Lesson Learned: Rights-of-Way Can Benefit Pollinators

Bees, wasps, and flies in the rights-of-way

The main takeaway of the research was clear: rights-of-way provide habitat that uniquely supports insect pollinators.

“One of the really exciting outcomes of this research was we found a much higher abundance of bees, wasps, and some groups of flies on the rights-of-way compared to off the rights-of-way,” said Dr. Ashley Bennett, an environmental research scientist at EPRI who spearheaded the project. “This suggests that the integrated vegetation management practices Southern Company was using, regardless of the treatment, was providing habitat and resources for those pollinating insects on the right-of-way.”

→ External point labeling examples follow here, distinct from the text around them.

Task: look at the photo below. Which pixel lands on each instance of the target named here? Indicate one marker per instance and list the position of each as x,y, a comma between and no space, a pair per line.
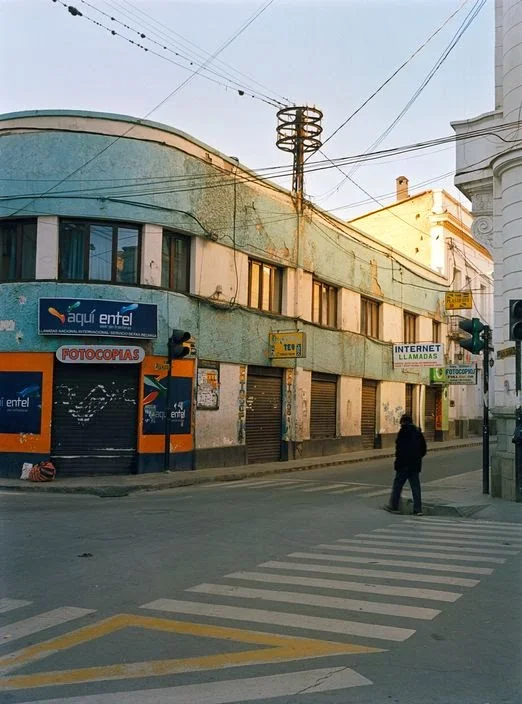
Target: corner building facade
292,317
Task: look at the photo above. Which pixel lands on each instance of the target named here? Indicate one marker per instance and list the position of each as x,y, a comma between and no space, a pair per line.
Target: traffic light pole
517,439
485,423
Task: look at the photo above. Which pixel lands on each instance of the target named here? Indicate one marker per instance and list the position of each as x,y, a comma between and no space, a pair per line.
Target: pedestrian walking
410,448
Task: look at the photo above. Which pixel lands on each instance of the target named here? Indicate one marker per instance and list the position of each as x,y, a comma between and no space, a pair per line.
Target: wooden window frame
172,236
370,323
275,286
19,247
328,292
115,225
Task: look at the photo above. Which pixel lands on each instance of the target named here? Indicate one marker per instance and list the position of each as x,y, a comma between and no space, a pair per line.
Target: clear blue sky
331,54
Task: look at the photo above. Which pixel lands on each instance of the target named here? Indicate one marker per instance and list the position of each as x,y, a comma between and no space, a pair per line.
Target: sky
331,54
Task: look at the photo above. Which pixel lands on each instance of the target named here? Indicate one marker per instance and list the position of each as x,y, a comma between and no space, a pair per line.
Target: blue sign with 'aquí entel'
95,316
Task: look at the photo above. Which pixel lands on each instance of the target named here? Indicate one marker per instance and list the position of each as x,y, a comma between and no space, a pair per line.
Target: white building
489,173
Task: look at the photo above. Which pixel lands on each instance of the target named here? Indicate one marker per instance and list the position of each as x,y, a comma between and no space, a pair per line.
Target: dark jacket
410,448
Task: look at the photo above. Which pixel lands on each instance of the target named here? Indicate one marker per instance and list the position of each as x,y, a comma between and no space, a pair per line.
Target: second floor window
436,327
17,250
99,251
264,286
370,317
324,304
175,262
410,327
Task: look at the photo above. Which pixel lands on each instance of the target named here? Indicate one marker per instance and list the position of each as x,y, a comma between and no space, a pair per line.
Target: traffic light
177,349
475,343
515,319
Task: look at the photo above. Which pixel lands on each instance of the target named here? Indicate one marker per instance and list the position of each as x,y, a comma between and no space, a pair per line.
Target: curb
115,490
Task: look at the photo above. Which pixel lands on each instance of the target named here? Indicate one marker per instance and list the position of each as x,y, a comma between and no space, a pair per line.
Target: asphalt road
295,592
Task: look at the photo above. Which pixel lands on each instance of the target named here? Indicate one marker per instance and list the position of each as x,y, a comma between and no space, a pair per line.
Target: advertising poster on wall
155,400
20,402
93,316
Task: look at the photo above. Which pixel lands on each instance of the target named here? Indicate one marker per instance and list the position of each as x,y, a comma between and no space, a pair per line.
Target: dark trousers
401,476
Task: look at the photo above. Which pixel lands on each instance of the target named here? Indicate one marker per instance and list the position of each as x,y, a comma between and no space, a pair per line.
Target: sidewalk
122,485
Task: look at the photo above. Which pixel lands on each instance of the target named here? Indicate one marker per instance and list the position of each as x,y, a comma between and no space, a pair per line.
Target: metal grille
323,406
368,412
94,423
429,413
263,415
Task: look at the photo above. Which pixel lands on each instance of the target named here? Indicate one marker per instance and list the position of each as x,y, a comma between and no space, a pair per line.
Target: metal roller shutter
323,406
368,412
263,414
94,423
409,399
429,413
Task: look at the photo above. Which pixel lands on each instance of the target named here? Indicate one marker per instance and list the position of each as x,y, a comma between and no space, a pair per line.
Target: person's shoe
390,509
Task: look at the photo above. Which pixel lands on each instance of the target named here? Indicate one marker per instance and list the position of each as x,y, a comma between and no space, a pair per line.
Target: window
410,327
175,262
370,313
99,251
264,286
17,250
324,304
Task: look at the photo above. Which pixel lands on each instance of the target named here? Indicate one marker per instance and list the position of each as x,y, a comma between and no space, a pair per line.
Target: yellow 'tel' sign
459,300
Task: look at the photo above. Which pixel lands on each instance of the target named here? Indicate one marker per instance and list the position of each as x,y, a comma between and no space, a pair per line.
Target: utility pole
485,423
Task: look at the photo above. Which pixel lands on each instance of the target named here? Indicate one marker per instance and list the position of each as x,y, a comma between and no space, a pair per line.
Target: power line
392,76
236,34
467,22
163,33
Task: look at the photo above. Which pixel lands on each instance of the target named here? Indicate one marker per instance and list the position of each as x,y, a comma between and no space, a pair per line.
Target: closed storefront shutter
429,413
368,412
94,423
323,407
409,400
263,414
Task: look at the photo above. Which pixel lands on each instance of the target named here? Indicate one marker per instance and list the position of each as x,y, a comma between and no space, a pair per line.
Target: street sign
286,345
418,354
459,300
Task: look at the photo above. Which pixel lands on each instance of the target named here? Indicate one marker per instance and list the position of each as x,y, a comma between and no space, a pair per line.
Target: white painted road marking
12,604
390,542
411,553
435,537
302,621
290,684
329,602
379,574
435,566
30,626
342,585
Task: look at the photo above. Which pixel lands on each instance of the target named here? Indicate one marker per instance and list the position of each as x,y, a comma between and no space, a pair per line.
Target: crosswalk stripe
411,593
35,624
475,522
393,541
331,602
411,553
380,574
349,490
466,528
435,566
445,538
325,488
289,684
12,604
277,618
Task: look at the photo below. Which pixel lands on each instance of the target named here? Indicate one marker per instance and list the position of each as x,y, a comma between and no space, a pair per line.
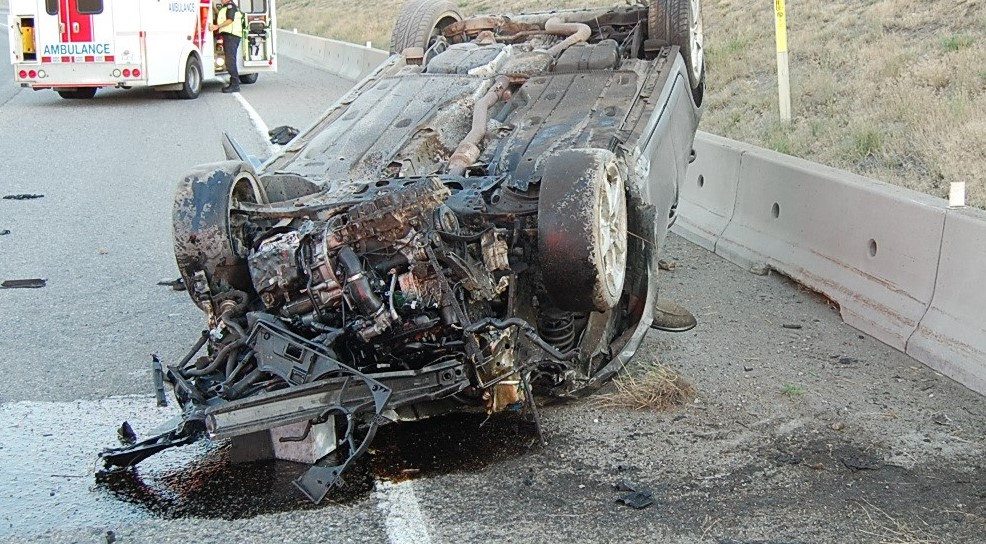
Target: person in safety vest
229,23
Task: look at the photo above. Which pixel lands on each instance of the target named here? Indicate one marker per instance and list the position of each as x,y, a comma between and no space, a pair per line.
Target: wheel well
192,55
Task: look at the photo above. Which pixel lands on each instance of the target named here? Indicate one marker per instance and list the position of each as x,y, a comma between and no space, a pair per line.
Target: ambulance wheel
193,79
85,92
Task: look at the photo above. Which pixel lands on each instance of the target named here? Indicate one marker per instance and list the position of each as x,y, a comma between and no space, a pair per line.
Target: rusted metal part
501,26
468,150
389,263
575,32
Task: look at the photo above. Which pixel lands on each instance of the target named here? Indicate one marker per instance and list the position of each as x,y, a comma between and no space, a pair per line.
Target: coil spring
557,328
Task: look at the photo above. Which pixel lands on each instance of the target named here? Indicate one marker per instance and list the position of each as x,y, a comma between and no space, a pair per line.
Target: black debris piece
282,134
33,283
784,458
23,196
859,462
638,497
176,285
126,435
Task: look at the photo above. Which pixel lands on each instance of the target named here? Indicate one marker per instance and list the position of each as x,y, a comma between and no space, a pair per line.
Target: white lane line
257,121
402,517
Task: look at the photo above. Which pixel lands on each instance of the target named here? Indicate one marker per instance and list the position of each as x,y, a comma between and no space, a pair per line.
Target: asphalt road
74,357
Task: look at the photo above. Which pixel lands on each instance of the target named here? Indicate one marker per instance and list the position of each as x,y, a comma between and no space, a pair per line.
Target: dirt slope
890,89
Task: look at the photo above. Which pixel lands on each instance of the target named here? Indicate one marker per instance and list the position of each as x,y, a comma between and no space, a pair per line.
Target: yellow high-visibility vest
236,28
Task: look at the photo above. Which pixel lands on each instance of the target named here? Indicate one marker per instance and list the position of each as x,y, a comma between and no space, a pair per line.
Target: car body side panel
554,117
346,150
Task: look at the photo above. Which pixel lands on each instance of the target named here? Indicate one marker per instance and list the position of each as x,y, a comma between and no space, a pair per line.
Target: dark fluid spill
202,482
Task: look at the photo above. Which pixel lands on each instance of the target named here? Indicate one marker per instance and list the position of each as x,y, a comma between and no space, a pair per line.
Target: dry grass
890,89
891,530
656,388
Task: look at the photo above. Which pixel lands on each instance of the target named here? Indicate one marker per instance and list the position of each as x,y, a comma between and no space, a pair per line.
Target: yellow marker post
783,74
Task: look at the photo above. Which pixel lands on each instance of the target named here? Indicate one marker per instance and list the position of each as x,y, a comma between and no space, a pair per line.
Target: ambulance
77,46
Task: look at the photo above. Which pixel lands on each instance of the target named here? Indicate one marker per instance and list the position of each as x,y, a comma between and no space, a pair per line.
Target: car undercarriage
477,222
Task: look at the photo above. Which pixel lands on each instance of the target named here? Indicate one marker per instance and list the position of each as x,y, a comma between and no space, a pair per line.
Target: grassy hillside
891,89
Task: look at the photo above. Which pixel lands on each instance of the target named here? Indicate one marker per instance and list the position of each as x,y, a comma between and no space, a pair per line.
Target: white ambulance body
77,46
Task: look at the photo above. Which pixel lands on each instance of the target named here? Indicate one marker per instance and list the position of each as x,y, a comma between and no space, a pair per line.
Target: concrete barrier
952,336
902,266
344,59
708,195
869,246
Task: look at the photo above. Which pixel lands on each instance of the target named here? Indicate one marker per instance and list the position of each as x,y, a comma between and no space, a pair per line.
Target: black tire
192,86
420,22
679,22
205,233
582,229
76,94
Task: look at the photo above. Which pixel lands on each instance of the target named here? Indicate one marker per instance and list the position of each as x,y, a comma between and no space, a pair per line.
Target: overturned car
476,222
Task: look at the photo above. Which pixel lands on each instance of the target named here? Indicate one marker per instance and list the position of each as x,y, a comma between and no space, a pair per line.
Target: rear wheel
193,79
582,230
679,22
83,93
421,22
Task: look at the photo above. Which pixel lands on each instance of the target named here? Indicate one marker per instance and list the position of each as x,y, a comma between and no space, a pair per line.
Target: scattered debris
859,462
23,196
126,435
785,458
638,498
792,390
282,134
175,285
942,419
33,283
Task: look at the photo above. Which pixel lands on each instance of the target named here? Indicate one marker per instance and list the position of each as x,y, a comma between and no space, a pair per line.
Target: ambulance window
90,7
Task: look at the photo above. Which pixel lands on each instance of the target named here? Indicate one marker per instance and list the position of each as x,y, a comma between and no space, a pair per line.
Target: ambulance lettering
77,49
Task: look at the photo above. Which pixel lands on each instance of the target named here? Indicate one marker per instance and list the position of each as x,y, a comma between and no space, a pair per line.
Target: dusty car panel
478,221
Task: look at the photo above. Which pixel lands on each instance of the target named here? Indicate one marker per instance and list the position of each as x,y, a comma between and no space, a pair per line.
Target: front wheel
193,79
421,22
679,22
582,229
83,93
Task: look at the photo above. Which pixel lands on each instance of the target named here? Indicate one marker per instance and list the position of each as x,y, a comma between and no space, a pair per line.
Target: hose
576,32
467,152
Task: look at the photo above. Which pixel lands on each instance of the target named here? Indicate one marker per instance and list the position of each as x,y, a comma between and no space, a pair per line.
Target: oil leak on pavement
50,450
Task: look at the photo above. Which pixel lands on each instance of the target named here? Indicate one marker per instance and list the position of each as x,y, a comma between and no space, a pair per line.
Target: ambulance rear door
258,48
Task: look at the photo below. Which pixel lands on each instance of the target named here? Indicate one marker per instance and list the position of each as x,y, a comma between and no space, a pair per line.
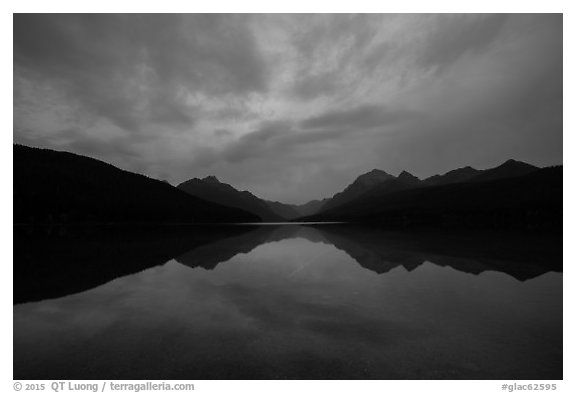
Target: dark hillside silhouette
529,202
53,187
211,189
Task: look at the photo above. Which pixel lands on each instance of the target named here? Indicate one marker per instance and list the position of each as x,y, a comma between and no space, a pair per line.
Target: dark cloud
138,69
291,107
365,116
456,35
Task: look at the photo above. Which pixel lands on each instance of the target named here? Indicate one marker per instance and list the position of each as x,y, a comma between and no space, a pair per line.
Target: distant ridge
52,187
531,201
212,189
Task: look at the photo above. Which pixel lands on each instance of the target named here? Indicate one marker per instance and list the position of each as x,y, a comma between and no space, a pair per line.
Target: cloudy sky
291,107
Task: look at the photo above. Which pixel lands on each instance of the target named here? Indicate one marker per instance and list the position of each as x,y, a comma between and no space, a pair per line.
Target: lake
286,302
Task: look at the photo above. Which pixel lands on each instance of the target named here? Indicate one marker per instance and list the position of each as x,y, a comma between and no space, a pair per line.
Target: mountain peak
373,177
407,177
211,179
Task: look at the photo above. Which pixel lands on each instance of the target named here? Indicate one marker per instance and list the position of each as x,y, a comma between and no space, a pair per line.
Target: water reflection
303,302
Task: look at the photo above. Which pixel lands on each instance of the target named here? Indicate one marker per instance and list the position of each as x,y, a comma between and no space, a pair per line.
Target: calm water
291,302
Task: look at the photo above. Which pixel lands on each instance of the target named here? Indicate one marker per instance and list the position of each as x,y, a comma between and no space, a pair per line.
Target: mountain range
52,186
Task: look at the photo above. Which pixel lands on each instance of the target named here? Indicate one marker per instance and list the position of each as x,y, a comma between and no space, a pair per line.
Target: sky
291,107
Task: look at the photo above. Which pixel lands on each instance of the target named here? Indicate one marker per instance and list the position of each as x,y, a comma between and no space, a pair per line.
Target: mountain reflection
51,264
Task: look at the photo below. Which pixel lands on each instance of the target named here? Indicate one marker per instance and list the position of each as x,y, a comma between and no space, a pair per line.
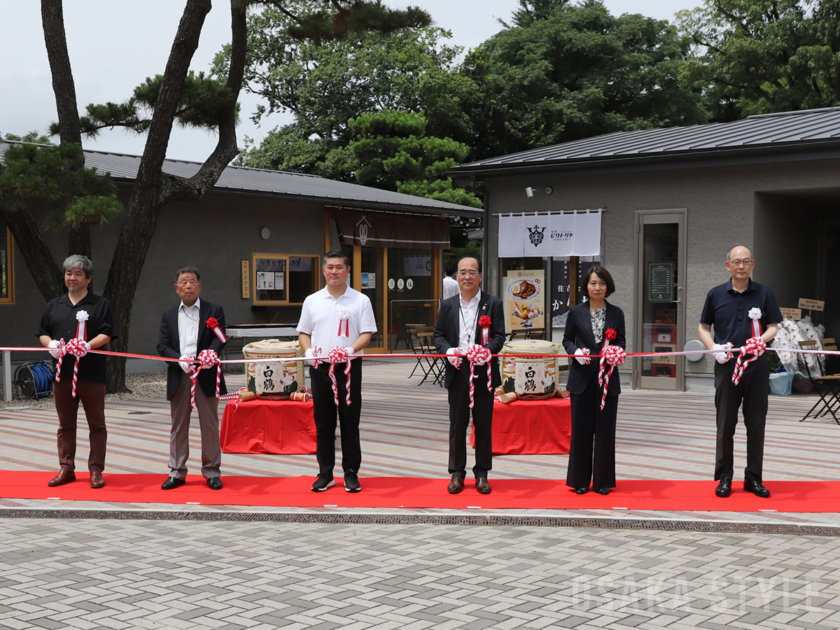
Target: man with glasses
186,330
732,308
459,326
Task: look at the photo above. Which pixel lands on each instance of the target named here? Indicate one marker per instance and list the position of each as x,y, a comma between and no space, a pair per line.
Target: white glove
58,345
453,357
185,364
581,356
722,355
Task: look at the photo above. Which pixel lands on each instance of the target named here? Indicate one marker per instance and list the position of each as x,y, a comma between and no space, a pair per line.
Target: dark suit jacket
579,335
169,345
448,329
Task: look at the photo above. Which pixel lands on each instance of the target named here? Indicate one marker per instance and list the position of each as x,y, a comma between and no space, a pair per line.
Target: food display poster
524,297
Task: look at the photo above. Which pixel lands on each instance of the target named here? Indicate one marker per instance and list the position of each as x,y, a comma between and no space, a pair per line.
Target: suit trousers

It is not entirely surprising that rights-of-way offer superior habitat for insect pollinators than the surrounding forestland during the summer and fall. Pollinating insects need flowers for pollen and nectar. In forests, most trees typically flower in the spring. Having floral resources available in the forest in spring and later in the season, having flowers blooming in the rights-of-way can be particularly beneficial for pollinators. “It’s nice to have a forest with early season spring resources adjacent to the right-of-way, where we typically don’t have a lot of flowers blooming early in the season,” Bennett said. “But once we get into the summer and fall season, the right-of-way has a lot more perennial flowers blooming than the adjacent forest.”

Validating Southern Company’s Approach

The results of the research also confirmed that Southern Company’s existing integrated vegetation management practices support pollinating insects. “It’s gratifying that the research shows that our current integrated vegetation management practices are working,” said Jesalyn McCurry, environmental stewardship manager at Southern Company.

The research also deepened the utility’s understanding about available herbicides it could use in its integrated vegetation management. For example, land treated with the low-volume grass-friendly herbicide (T3) had more forbs and less bare ground than land managed with the other two treatments. Areas treated with that same herbicide, T3, also had greater bloom density, and both treatments 2 and 3 resulted in higher bloom frequencies compared to treatment 1.

While there were differences in the impact on vegetation, it was also clear that no single herbicide treatment was significantly more supportive of pollinating insects. This was helpful in confirming that vegetation managers have several options that can both enhance grid reliability and support pollinator habitat. “We want to ensure they have as many tools as necessary in their toolbox that they can deploy to accomplish their mission,” Drumm said.

While the research has practical value by informing the integrated vegetation management of Southern Company, it is also helpful in demonstrating just how real the utility’s commitment to biodiversity and environmental conservation is. “We are proud of our company’s public commitments to protecting and conserving the environment as we serve our customers,” Drumm said. “Biodiversity-focused research, and implementing the findings, is central to demonstrating this commitment.”

The research is also valuable outside of the southeastern U.S. to showcase to other electric companies the potential benefits of pursuing integrated vegetation management practices that support pollinator habitat. EPRI is currently pursuing research to quantify and explore biodiversity supported on rights-of-way outside of the southeastern U.S., including the midwest, northeast, and western United States.

“One area of research we are currently pursuing is demonstrating the overall biodiversity value of rights-of-ways compared to off right-of-way habitat. We can really start to build an exciting story in different regions of the country about the conservation value of rights-of-way if we are able to document groups of conservation concern such as pollinators, birds, and bats are utilizing right-of-way habitat,” Bennett said. EPRI’s T&D Environmental Issues Program will be initiating new research in 2024 evaluating the conservation potential of rights-of-way compared to other off right-of-way habitats.